Expected Values and CDF I have a piecewise function and I have to find the expected value of $x$ and the cdf. If I have three different pieces for the function, how do I find the expected value? Do I integrate each piece over its domain, then divide each answer by the length of its specific domain, and add them up?
And for the cdf, if I have to find the cdf of the middle piece, do I have to integrate the first piece over its domain, and add it to the cdf of the middle piece, which is integrated over the domain lower limit to some value $x$?
What if we have two random variables? For the expected value of $y$, I have to find the marginal density of $y$ and then find the expected value?
 A: The Expectation:
For the expectation, it is easier than that. Let $X$ have density function $f(x)$. Then 
$$E(X)=\int_{-\infty}^\infty xf(x)\,dx.\tag{1}$$
At the level of Formula (1), no distinction is made between piecewise defined functions and those that are not. 
It is when do the actual integration that we have to take the definition of the function into account. As an example, let $f(x)$ be piecewise defined as follows. Note that there are $5$ pieces.  
$f(x)=0$ for $x\lt 0$;
$f(x)=\frac{x}{6}$ for $0\le x\lt 2$;
$f(x)=\frac{1}{2}-\frac{x}{12}$ for $2\le x\lt 4$;
$f(x)=\frac{1}{6}$ for $4\le x\lt 5$;
and $f(x)=0$ for $x\ge 5$. 
To find the expectation, we use Formula (1). To evaluate, it is best to split the integral into integration over $5$ subintervals. The subintervals $(-\infty,0)$ and $([5,\infty)$ contribute nothing, so we won't write down a sum of $5$ integrals. But the middle three intervals are live. We get
$$E(X)=\int_0^2 x\cdot\frac{x}{6}\,dx+\int_2^4 x\left(\frac{1}{2}-\frac{x}{12}\right)\,dx+\int_4^5 x\cdot \frac{1}{6}\,dx.$$
In the post. there is a reference to integrating each piece over its domain, dividing by length and adding up. That does not seem to me a good description of what went on above. It looks more like a possible description of finding the expectation of a sum of random variables.

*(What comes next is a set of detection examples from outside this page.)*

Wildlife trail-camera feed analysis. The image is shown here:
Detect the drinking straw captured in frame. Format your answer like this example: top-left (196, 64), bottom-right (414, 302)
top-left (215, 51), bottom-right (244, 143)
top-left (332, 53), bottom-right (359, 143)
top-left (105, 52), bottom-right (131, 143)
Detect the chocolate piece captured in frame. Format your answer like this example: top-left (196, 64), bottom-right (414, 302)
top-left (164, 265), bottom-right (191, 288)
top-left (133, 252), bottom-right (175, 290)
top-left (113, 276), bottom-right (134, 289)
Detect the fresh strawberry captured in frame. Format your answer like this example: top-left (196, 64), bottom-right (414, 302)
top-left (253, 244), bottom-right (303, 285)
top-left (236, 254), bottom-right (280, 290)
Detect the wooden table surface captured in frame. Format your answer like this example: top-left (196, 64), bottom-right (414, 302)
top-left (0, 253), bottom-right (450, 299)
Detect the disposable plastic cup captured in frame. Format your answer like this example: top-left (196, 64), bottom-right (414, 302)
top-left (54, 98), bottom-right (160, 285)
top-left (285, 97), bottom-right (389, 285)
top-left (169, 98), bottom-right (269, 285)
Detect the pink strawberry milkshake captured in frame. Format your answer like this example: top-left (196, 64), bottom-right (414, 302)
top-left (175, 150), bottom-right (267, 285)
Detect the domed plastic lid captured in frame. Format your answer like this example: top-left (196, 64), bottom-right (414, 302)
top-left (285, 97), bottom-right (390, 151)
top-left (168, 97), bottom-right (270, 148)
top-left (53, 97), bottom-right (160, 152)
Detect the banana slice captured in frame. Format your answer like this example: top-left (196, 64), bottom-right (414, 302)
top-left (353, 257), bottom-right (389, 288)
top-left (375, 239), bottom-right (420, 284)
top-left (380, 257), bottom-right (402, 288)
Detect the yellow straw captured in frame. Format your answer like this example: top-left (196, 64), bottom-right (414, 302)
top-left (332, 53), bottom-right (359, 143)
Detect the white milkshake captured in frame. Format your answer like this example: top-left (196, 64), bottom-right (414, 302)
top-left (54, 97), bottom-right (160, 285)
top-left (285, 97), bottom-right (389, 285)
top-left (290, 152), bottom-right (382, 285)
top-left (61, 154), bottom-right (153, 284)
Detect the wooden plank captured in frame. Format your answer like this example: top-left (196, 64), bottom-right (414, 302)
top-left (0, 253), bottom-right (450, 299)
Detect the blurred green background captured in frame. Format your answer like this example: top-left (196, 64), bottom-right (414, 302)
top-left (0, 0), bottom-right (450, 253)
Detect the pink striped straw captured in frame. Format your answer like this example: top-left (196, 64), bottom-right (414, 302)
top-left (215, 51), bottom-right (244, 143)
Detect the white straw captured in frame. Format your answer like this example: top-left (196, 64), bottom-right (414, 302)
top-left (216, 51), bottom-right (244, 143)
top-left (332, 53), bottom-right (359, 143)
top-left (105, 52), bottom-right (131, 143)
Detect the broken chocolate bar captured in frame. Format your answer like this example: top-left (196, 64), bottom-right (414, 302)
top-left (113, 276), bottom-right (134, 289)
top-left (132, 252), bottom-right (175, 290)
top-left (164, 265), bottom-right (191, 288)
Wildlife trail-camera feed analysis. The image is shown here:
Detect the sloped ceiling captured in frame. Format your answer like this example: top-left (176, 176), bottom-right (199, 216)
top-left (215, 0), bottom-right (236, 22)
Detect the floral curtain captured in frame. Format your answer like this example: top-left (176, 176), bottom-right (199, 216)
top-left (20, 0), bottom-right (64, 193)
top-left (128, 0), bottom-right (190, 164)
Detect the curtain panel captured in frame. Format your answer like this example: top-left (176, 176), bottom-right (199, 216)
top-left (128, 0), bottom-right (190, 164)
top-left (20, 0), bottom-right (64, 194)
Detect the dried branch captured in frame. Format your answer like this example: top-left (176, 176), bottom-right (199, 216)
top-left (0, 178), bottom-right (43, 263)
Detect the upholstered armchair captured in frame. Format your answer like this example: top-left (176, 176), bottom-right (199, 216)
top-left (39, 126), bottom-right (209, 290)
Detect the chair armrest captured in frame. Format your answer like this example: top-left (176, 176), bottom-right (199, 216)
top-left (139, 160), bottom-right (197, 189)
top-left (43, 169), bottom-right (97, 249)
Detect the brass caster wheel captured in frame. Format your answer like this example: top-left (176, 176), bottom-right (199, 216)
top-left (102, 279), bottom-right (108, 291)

We could view the above random variable as such a sum. That is, we could find random variable $U$, $V$, and $W$ which are non-zero respectively in the intervals $[0,2]$. $[2,4]$, and $[4,5]$, such that our $X$ is a weighted sum of $U$, $V$, and $W$. But the way the density function of $X$ was described, such an approach would involve extra work.
The cdf: In the OP there is a question about the cdf of the middle piece. There is a single cdf $F(x)$. It just so happens that $F(x)$, like the density function, is given by different expressions in different parts of the world. For example, let us see what the cdf $F(x)$ is for $2\le x\lt 4$. 
In general, we have
$$F(x)=\int_{-\infty}^x f(t)\,dt.$$
In our particular case, for $x$ between $2$ and $4$, we have
$$F(x)= \int_0^2 \frac{t}{6}\,dt+\int_2^x \left(\frac{1}{2}-\frac{t}{12}\right)\,dt.$$
This happens to simplify to $\frac{x}{2}-\frac{x^2}{24}-\frac{1}{2}$.
Two random variables: 
The questions on two random variables are a little too unspecific to answer. If joint density is given by a piecewise defined function, then calculation of marginal densities could involve breaking up an integral into parts.
As to the expectation of a random variable $Y$, again one would need an explicit question. If we have the joint density function, it is often best to find $E(Y)$ by a direct two-variable integration, instead of going through the marginal density.